Developing fuels for the future at the University of Birmingham.
Title: Dr Waldemar Bujalski - Developing fuels for the future
Duration: 2.24 mins
Speaker Names (if given): S1 Dr Waldemar Bujalski
S1 I’m a Research Fellow in Chemical Engineering, working on fuel cells and transient technology and this is my general area of interest. It’s extremely exciting. New technologies are coming on board in order to replace the older ones, which are causing so severe problems which we all know in terms of the climate change and problems with the fossil fuels in general. There are a variety of those technologies, including low and high temperatures and I’m especially interested in the high temperature ones, which are applicable to combined heat and power units, replacing the existing poly plants for example, in sort of distributed areas locally, which would lower very much the losses associated with today’s coal or gas-fired plants.
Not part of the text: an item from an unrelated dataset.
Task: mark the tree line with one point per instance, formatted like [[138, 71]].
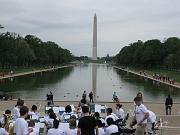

It’s a very, very important research in my view.
Today, as we know, we are all facing problems with security of supplies. The fossil fuels are running out. We know that it’s just a matter of time, it’s a ‘when’ rather than ‘if’ situation. So it is very, very important to tap into resources that are practically unlimited. The hydrogen is one of the potential replacements for today’s fuels and the technology if it is developed further could really assure the existence and well being of the whole civilisation, in my view.
It’s really exciting: I think I wouldn’t make too big a claim, but I think that the fuel cells are going to do to energy fields a similar thing to what micro chips did to information technology. There is really a matter of getting the technology robust and durable and good enough to replace the old technologies. It’s a matter of miniaturisation and it’s going to happen, I’m pretty convinced; that's why I am so excited about this particular research area.